Queensland Minister for Transport and Main Roads, the Hon Mark Bailey MP, said upgrading the port’s channels would support Queensland’s COVID-19 Economic Recovery Plan, unlocking capacity for commercial, defence and cruise ships.
“We know that when the port is strong, close to 800,000 Queenslanders reap the benefits,” Mr Bailey said.
”That’s why we’re investing in this largest-ever port upgrade, which is supporting local jobs and providing work to local suppliers now during construction and will expand the trading capacity of one of Queensland’s largest publicly-owned ports.”
Federal Member for Herbert, Phillip Thompson, said the project was critical to enabling the city to reach its full potential.
“This is the largest port in Northern Australia but there’s still room for growth, so that’s why we’ve invested in this project,” Mr Thompson said.
“This is a great example of what the City Deal can achieve when all levels of government work together – not only investing in critical infrastructure to unlock our economic potential, but also creating jobs for locals in the process.”
Queensland Resources Minister and State Member for Townsville, the Hon Scott Stewart, said the channel upgrade would support jobs in the Townsville region, providing local opportunities during North Queensland’s economic recovery.
“The project has so far provided employment to more than 1,300 people since 2018, when design work started,” Mr Stewart said.
“Expanding the Port of Townsville’s footprint builds capacity for our resources sector to export more to the world through our pit to port approach, which involves upgrading the Mt Isa to Townsville rail line too.
“The resources sector plays a vital role in supporting jobs across the state and it will be a key part of Queensland’s plan for economic recovery from COVID-19.

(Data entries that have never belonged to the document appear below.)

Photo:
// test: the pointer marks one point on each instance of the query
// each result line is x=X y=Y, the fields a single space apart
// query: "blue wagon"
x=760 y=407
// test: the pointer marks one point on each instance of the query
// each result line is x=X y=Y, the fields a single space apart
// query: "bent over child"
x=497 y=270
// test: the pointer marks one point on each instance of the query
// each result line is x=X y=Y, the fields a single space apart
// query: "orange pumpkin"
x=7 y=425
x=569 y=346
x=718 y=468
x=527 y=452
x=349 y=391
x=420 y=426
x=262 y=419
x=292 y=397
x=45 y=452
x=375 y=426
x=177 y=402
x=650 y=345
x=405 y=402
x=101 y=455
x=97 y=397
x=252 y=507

“More exports means more royalties, and more jobs for Queenslanders.”
Port of Townsville Chief Infrastructure Officer, Marissa Wise, said seven local rock suppliers provided 900,000 tonnes of rock, with construction of the 10m-high wall requiring specialist knowledge.
“It was a complex project that called on the marine construction expertise of designers, engineers, environmental experts and contractors working together,” Ms Wise said.

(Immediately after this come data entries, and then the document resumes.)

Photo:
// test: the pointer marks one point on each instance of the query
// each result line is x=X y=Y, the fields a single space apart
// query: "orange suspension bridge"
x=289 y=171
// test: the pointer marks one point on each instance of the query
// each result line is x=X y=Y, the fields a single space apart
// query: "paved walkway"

“We have used a number of innovative design and construction techniques to ensure the rock wall withstands tidal action, storm surges, cyclones and rising sea levels.”
Of the more than 1,300 people employed by the project since 2018, over 90 per cent were Queenslanders, ten per cent First Nations people and more than six per cent were trainees and apprentices.
During the peak construction phase of the rock wall, there were 200 trucks passing through the site gates every day to deliver over 20,000 tonnes of rock a week.
Dredging to widen Townsville’s 14.9km shipping channel will commence shortly, with all dredge material to be placed in a 62-hectare reclamation area bounded by the rock wall.
Dredging is expected to take two years, with the project set for completion in late 2023.
The Port has committed $17 million for environmental monitoring and management programs as part of the project, including those covering dolphins, turtles, seagrass, coral and shorebirds, with an Independent Technical Advisory Committee providing expert oversight.
The Channel Upgrade project is the largest infrastructure project in the Townsville Port’s history and is the first stage of the 30-year Port Expansion Project.
The Townsville Port Channel Upgrade is a joint project of the Australian and Queensland governments, and Port of Townsville Limited, and forms part of the Townsville City Deal signed in December 2016.